3
その日の夕方から晋助は遠征に出掛けたらしく暫く帰ってこなかった。
皆は私と晋助にまさかあんなことがあったとも思わず、私にいつもの日常が戻った。
起きて朝御飯を作り、掃除をし、夜は一人でお風呂に入り、一人で眠りについた。
ただお風呂上がりと朝目覚めた時に髪をとかすようになった。
半月ほど経った頃晋助が帰ってきた。
珍しく怪我をしてるようで腕には乱雑に包帯がグルグルと巻かれている。
帰ってきた晋助と目が合うが、未だにどんな顔をすれば分からず話しかけることは出来なかった。
「まだ機嫌わりぃのかよガキが」
「…おかえりなさい」
「包帯」
そう言って部屋に入っていった。
救急箱を持って晋助の後を追う。
部屋に入ると晋助は着替えてる途中だった。
「わ!」
いきなりの上裸に恥ずかしくなり顔が赤くなる。
「何だよ暫く見ない間に女らしくなったじゃねぇか」
怪我など余裕そうに晋助は笑みを浮かべた。
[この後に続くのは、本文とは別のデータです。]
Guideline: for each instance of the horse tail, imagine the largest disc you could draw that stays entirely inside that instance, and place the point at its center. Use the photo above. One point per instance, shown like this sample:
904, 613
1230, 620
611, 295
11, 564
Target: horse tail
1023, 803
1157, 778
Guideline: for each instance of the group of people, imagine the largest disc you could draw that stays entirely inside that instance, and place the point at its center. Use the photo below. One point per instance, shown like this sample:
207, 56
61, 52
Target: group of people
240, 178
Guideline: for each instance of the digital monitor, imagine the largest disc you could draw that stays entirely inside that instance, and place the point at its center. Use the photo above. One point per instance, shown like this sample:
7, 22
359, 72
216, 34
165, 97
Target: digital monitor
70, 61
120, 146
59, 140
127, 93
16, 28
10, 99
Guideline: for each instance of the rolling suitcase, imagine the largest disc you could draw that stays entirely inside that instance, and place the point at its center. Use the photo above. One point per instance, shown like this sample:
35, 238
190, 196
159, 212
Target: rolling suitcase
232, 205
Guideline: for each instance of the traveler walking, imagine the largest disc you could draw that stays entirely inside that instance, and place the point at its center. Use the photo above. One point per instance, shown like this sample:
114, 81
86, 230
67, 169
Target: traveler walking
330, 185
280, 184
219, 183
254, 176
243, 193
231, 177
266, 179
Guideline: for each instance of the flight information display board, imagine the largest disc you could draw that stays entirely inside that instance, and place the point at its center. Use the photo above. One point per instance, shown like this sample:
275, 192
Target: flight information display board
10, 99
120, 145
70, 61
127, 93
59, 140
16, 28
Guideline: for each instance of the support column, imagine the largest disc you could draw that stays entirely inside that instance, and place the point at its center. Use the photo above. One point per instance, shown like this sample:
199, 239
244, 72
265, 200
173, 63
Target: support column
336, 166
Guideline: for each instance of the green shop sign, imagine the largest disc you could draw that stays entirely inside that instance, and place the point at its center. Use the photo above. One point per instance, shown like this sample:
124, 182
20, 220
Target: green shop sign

返事をせず名前はふん、とをそっぽを向く。
「風呂入ってくるからよ、そのあと包帯巻け」
「わかった」
「お前も入るか?」
「っ…入んないよ!ばか!」
「ククク」
部屋着に着替えた後に笑いながら晋助は風呂へと出ていった。
しばらくして戻ってきた晋助に包帯を巻く。
目の包帯も新しいものに替えた。
「上出来だ」
終わった後晋助はニッと笑い、ほらよと何かを小さな包みを取り出した。
チョコかな、と思うがどうやら違うようだ。
「これ…」
「ふてくされてるガキに買ってきた」
髪飾りだった。花の飾りがついている。
驚いて晋助を見たらもう布団の中に入っていた。
「疲れた。寝る。一緒に寝るか?」
「もう!寝ない!」
眠りにつく晋助の背中に向かってありがとう、と呟いた。